The Future of Lakefield

Lakefield as a product is a lateral move for Intel. The company is taking some of its new and popular IP, and placing it into a novel form factor that has required a significant amount of R&D from a manufacturing and construction perspective. The goal of Lakefield was to meet particular customer requirements, which we understand to be around battery life, performance, and multi-screen support, and according to Intel, those goals have been met, and they will be producing future generations of Lakefield products.

In particular, Intel has produced this slide at a couple of conferences.

This slide essentially states that Lakefield product in the yellow box has two silicon die – one optimized for compute on Intel’s P1274 process (10+ nm) and the Foveros layer (the active interposer layer) on Intel’s 22FFL process.

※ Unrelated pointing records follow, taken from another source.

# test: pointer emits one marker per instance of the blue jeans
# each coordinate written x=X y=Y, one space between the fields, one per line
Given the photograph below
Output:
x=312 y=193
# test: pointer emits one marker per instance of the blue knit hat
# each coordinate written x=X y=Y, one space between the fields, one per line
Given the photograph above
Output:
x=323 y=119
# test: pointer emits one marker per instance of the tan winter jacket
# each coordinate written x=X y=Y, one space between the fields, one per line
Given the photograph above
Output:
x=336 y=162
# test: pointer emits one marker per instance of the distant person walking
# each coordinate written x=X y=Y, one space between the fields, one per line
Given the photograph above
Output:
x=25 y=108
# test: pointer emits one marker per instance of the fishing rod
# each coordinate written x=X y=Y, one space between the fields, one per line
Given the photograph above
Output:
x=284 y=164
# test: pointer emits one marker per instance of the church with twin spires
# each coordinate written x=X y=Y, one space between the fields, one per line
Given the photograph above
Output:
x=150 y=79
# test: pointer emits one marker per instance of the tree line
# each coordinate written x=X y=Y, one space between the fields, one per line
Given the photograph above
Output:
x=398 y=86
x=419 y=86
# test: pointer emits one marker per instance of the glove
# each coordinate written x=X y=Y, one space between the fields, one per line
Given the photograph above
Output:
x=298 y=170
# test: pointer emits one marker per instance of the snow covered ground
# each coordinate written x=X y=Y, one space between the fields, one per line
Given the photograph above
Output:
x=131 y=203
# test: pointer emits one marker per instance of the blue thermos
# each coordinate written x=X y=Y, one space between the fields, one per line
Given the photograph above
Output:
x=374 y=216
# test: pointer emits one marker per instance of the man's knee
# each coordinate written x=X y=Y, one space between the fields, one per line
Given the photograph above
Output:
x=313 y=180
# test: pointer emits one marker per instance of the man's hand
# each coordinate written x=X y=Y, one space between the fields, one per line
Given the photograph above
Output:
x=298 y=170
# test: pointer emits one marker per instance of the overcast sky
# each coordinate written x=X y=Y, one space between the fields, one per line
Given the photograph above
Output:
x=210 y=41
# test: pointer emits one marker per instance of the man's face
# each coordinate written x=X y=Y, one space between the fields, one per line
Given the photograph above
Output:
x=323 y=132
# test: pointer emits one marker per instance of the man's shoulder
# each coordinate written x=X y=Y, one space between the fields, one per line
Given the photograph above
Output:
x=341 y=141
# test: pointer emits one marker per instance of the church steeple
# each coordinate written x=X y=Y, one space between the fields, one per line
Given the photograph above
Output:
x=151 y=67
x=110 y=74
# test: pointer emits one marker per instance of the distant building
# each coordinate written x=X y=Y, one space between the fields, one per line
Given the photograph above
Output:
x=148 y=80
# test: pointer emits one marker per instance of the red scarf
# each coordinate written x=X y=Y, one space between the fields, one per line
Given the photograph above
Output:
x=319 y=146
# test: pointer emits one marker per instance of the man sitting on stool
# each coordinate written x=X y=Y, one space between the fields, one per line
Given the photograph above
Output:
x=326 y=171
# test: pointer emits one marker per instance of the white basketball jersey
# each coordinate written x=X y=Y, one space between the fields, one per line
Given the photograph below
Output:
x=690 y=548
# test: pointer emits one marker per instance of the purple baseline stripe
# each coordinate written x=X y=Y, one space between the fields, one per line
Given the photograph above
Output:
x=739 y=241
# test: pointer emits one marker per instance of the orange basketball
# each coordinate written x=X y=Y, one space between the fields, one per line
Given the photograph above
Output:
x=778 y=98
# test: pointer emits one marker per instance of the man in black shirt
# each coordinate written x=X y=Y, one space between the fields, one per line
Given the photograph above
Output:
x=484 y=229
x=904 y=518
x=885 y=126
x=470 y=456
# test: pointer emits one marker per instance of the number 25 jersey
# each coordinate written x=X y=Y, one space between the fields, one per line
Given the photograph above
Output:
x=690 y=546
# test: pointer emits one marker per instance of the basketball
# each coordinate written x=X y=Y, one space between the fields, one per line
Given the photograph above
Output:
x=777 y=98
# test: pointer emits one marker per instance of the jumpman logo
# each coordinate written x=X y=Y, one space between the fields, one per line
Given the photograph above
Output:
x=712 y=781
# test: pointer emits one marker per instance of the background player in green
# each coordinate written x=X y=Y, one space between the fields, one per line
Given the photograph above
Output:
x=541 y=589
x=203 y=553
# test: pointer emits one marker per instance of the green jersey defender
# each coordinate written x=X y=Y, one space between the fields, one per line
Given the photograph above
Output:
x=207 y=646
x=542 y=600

The next product with heterogeneous manufacturing integration will be Intel’s big Xe-HPC product, Ponte Vecchio, which will use Intel’s P1276 process (7nm) as a compute die and Intel’s P1274 (10+) process as a base interposer layer.

Beyond this, Intel looks to continue with its multi-layered products by having the compute layer on the most advanced process node, with the interposer layer one generation behind, on a ‘Foveros’ optimized variant.

So the first generation Lakefield is essentially a product that combines P1274 and 22FFL, and a future product is likely to be built on P1276 on the compute layer and P1274 for the interposer layer. Keeping this sort of cadence makes a lot of sense. However, Intel is going to have to learn from Lakefield in a number of ways, especially as we look at ways in which the heterogeneous layering concept can expand. I’ve split this into several areas that I feel is critical to where layered processors can really make a difference.

Growing a Stacked Die to Higher TDP and Core Count

I’ve combined these two points because they essentially go together. Implementing two simple silicon die together in a small form factor product, while is interesting on the power side of the equation, doesn’t probe the question of scaling the product up. It’s easy enough to scale the product out by adding in some form of connectivity to the stack and then connecting them together (which is what’s happening in Ponte Vecchio), but at some point the stack has to move to a higher level of power consumption if it wants to move upwards in power.

This means that thermals become a bigger issue if it wasn’t already. If we take the current Lakefield design, with one compute die over an active interposer, with the right routing then moving to a physically larger floorplan and a higher power shouldn’t be too much of an issue – if anything, making the base die larger should help spread a lot of that IO about, making the interposer a functionally less active interposer. Or Intel will implement the next generation of its die-to-die stacking technology, where the top dies can be larger than the base dies, in a cantilevered fashion.

The bigger deal with the thermals is going to be on the top, with the stacked PoP memory. We go more into the memory communications aspect in a bit, but ideally that memory needs to be on the side so the compute die can have access to a proper heatspreader. The only reason it is stacked in Lakefield is because of the size constraints and attempting to get everything into that small form factor. For anything larger, there needs to be a memory controller that looks outside the chip, which is kind of what we’re expecting from Ponte Vecchio with HBM. A desktop-class product would likely be in the middle.

Growing a Stacked Die to More Stacks

The other angle for a stacked silicon product is to put more stacks in place. This again brings about the question on cooling between the stacks, depending on what is actually there. Lakefield is only two stacks right now, with one high-powered stack and one low-powered stack. Intel would have to prove that it could manage multiple high-powered stacks in order to expand compute in the vertical dimension, but that brings about its own problems.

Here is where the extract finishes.